ZARROLI: Seven months into an administration is probably too soon to judge whether a president's economic policies are working, especially for a White House that has struggled to get its agenda off the ground. But so far, at least, Trump's claims of a resurgent U.S. economy don't really square with the data. Economist Douglas Holtz-Eakin says for better or worse, not all that much has changed since last year.

DOUGLAS HOLTZ-EAKIN: By and large, we have the same strengths. We continue to see the unemployment rate fall. We continue to see jobs created. We continue to have the same weaknesses. We don't see wages rising rapidly enough to greatly raise the standard of living.

ZARROLI: For instance, during his address in West Virginia last week, Trump cited the increase in the growth rate during the second quarter of this year.

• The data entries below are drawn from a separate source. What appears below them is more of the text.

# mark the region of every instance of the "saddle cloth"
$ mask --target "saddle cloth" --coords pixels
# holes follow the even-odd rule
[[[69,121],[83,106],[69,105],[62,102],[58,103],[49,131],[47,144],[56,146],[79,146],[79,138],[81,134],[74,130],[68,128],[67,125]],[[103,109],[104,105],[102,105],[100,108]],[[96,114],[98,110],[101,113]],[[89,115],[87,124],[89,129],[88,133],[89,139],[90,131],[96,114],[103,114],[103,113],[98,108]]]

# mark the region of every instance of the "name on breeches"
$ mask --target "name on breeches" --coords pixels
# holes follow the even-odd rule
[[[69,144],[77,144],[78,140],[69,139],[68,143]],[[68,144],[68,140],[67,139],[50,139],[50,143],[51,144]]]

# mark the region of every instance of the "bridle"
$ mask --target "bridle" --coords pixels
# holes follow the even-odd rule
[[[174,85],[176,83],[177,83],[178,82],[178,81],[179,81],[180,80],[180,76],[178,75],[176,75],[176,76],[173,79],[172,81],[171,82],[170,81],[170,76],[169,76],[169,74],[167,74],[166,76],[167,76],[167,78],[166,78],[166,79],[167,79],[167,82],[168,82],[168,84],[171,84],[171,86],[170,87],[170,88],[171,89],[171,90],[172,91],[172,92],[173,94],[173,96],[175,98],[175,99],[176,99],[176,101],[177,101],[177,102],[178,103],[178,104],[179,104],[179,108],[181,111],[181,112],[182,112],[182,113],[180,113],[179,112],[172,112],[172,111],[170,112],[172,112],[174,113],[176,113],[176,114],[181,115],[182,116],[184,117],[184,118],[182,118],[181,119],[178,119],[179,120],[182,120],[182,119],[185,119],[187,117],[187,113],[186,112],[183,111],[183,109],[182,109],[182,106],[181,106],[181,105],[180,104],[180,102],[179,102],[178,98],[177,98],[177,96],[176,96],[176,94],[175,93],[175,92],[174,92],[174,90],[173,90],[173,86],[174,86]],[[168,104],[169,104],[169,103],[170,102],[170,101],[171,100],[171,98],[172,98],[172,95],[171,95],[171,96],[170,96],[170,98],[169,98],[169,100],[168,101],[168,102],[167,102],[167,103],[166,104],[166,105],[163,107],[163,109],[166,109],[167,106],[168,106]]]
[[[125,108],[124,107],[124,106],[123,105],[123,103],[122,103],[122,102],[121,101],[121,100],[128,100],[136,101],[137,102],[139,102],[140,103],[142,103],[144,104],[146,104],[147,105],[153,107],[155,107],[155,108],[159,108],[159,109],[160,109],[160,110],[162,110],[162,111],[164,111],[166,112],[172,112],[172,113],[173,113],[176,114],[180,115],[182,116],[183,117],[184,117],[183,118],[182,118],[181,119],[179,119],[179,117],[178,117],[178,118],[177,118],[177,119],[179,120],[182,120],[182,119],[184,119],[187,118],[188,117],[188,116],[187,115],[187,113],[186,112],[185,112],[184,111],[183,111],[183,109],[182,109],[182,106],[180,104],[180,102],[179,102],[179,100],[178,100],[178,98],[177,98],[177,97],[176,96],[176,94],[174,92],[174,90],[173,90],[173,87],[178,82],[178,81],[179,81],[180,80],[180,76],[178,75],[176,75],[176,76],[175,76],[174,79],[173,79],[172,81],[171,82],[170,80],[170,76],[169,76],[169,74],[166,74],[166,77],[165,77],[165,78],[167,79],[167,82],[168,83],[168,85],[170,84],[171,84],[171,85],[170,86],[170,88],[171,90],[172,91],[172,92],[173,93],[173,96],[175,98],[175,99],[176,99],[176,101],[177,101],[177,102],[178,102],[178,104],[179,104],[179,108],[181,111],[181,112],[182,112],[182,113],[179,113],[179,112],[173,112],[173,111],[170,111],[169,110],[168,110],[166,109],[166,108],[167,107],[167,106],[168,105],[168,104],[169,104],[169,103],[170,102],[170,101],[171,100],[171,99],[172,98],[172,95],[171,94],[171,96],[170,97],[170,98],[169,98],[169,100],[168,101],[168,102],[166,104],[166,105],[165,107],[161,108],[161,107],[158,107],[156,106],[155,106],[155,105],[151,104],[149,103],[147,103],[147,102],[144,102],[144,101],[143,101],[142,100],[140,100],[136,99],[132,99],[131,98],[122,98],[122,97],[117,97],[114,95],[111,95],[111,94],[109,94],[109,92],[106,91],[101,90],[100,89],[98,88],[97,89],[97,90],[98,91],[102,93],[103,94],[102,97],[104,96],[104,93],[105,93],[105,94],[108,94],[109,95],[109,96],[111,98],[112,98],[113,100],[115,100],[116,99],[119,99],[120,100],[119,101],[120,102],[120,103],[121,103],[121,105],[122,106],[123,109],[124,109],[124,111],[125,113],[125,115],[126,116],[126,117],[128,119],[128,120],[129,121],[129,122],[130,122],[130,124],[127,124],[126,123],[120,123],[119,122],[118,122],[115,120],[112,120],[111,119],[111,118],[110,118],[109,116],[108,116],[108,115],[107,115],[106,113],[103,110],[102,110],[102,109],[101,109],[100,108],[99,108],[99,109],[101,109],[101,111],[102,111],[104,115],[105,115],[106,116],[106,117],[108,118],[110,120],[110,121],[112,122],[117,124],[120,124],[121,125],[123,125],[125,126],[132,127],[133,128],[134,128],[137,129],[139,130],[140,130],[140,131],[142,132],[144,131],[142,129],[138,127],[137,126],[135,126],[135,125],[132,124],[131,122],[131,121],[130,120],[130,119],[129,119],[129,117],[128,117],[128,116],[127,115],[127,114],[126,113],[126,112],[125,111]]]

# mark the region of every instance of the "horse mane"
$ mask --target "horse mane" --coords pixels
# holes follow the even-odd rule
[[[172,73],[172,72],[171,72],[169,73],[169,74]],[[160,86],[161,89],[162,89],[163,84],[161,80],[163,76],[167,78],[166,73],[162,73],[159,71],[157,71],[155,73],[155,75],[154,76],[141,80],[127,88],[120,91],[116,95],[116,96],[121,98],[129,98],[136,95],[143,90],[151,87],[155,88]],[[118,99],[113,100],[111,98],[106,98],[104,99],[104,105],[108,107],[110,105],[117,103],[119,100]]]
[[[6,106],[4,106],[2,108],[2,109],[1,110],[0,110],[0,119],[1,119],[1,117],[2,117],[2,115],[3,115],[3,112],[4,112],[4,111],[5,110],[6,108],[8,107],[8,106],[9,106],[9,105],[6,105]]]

(SOUNDBITE OF ARCHIVED RECORDING)

TRUMP: Economic growth has surged to 2.6 percent nationwide. You have to understand what that means. Nobody thought that number was going to happen.

ZARROLI: In fact, a 2.6 percent increase in growth is only a little higher than it was in the second quarter of 2016, and it's equal to the annual growth rate of 2015. Holtz-Eakin, who served as an economist under both Bushes, says some positive things are happening. The stock market is rising faster than it did. Surveys suggest consumers are more optimistic. But, he adds...

HOLTZ-EAKIN: To my eye, that's one thing. The second thing is, do they spend more money because they're confident? And the spending really hasn't changed very much. It's going on at about the same pace it did last year.

ZARROLI: Holtz-Eakin says it's the same in the business sector. Businesses say they're more confident about growth. But so far, at least, they're not putting their money where their mouth is by investing more. If that happens, Trump's claims about the economy will be more credible. Jim Zarroli, NPR News, New York.